Many of us saw the photo of Republican presidential nominee Mitt Romney and his family on an enormous yacht in New Hampshire's Lake Winnipesaukee. In the same series, we saw Mitt and Ann Romney zipping across the water on a jet ski followed by boats containing a security detail. Not only were the images ostentatious, but they also raised other concerns.
As Romney boated freely in the fresh water lake, several Midwestern states reached drought conditions. Great Lake states including Indiana, Wisconsin, and Illinois declared drought emergencies following a week that hovered in the 100s as well as a summer with very little rain. Many farmers face ruined crops and economic devastation and the effects will soon be felt in markets and restaurants across the country. There simply isn't enough water to maintain corn and soybean crops or grass for animal feed. Farmers, dairy producers, and others will have to turn to fresh water stores in rivers and lakes, themselves at record low levels.
This seems the perfect moment to address one of the more wasteful American pastimes -- burning gasoline in fresh water. Yachts, jet skis, and other powerboats release oil into dwindling sources of water necessary for irrigation, cleaning, and human survival. There is justification for boats used for the transport of people and goods, but none that I can think of for power boating as recreation during a drought. I have never quite seen the fun of driving over land to reach a beach in order to drive in water, but I am a swimmer who is saddened by the difficulty of enjoying quiet times or peaceful swims at most beaches. The smell of oil permeates the water and the threat of being run over is as present as it would be if I tried to cross a freeway on foot.

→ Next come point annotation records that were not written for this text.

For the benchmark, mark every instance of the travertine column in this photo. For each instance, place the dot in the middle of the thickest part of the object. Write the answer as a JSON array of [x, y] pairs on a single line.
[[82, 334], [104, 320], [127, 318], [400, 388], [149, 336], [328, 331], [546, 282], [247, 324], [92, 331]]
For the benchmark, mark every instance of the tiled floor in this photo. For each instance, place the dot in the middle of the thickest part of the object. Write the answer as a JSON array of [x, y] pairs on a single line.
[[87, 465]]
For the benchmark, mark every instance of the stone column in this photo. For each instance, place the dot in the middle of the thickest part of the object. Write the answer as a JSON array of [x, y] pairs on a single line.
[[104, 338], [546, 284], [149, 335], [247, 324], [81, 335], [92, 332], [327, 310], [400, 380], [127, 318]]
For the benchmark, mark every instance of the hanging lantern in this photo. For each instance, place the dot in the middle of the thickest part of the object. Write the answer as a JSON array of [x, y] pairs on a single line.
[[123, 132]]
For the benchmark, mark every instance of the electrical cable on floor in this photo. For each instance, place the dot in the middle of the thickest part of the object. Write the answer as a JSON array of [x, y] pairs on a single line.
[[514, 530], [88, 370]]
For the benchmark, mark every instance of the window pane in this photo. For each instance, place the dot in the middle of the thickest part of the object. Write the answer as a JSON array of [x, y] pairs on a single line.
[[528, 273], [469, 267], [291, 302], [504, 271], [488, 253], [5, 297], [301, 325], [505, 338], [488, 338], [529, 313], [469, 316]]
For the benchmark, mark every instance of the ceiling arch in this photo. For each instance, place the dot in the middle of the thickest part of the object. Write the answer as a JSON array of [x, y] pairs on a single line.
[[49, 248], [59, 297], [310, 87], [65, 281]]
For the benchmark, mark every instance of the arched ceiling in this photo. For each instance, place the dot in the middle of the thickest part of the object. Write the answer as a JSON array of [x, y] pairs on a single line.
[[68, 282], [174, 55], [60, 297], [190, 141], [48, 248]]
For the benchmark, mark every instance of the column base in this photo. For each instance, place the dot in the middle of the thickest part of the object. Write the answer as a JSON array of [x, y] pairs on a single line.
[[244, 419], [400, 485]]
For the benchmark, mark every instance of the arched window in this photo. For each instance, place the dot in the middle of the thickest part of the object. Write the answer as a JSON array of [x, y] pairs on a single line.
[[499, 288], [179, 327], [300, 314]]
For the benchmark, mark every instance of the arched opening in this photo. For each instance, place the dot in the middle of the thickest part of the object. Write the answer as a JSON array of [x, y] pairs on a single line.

Mostly, I cannot imagine why we are not preserving the most necessary resource at this precarious time or stepping away from oil dependence in our leisure time. The idea first came to me at a Lake Michigan beach during the 2010 Deepwater Horizon Oil Spill. Everyone at the time expressed concern about the ecological impact of the spill and saw tragedy in the images of oil soaked marine and bird life. As we watched the burning oil in the Gulf of Mexico, I spoke against the burning of unnecessary oil in the Great Lakes. By unnecessary oil I mean that spewed by yachts, jet skis and powerboats in the name of a fun summer day. Now that drought is at our doorstep, I think that this is the very summer to curb the burning of oil in water and preserve the resource on which our current and future survival depends.
I am disturbed by the privatization of beaches -- long stretches cordoned off to local residents and visitors by home owners who want a spot of sand all to themselves -- and I was upset to learn that the Romney clan luxuriated on a private shoreline stretching 768 feet, more than double the length of a football field, while most of us sat on our towels on reduced public beaches. I find the Romney yacht/jet-ski photo shoot absolutely chilling during this summer of drought. If the candidate for the presidency and former governor wishes to lead, then I hope it would be by example: to refrain from excess energy use and pollution of the water. Another publicized aspect of the Romney Fourth of July vacation is the "Romney Olympics" in which all generations engage in sport and competition. Perhaps biking or taking the bus could make a future Olympic heat.
I now ask the Romneys and all others to please stop burning oil in water.